US Rare Earths Anticipates Cost, Time Savings from Adit Re-opening

US Rare Earths Anticipates Cost, Time Savings from Adit Re-opening

It can be easy to miss news released at the end of the week, but investors focused on the rare earth elements (REE) space likely won't want to lose track of last Friday's announcement from US Rare Earths (OTCQB:UREE).

The company capped the week off by revealing that it has received approval from the US Forest Service to re-open the Last Chance northern adit. In doing so, it will gain access to the Last Chance vein, which it says is "one of the longest identified mineralized veins in the Lemhi Passarea of Idaho and Montana."

What's in an adit?

Understanding the significance of US Rare Earths' news requires one simple piece of geological knowledge: what is an adit?

Put very simply, an adit is a horizontal or near-horizontal entrance to an underground mine. Adits can be used for water drainage, ventilation or simply to extract minerals, and are generally preferred over vertical shafts as they tend to be cheaper; indeed, adits of between 1 and 2 miles can be economically feasible.

From the sounds of it, US Rare Earths will certainly be privy to cost — and time — savings.

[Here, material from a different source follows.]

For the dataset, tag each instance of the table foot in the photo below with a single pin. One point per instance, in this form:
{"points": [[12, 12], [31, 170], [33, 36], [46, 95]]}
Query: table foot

As CEO Kevin Cassidy said, "[w]e estimate that the opening of the Last Chance existing adits will save the company approximately $6 million and reduce our development time by at least three years." He added that the move will put the company "well ahead of [its] peers and well on [its] way of executing our strategy of providing a complete domestic supply chain solution of critical rare earths which are made in America."

Also significant, said Cassidy, is the fact that US Rare Earths now has "the prospect of being the first underground mine since the 1960′s in the US to remove rare earth material."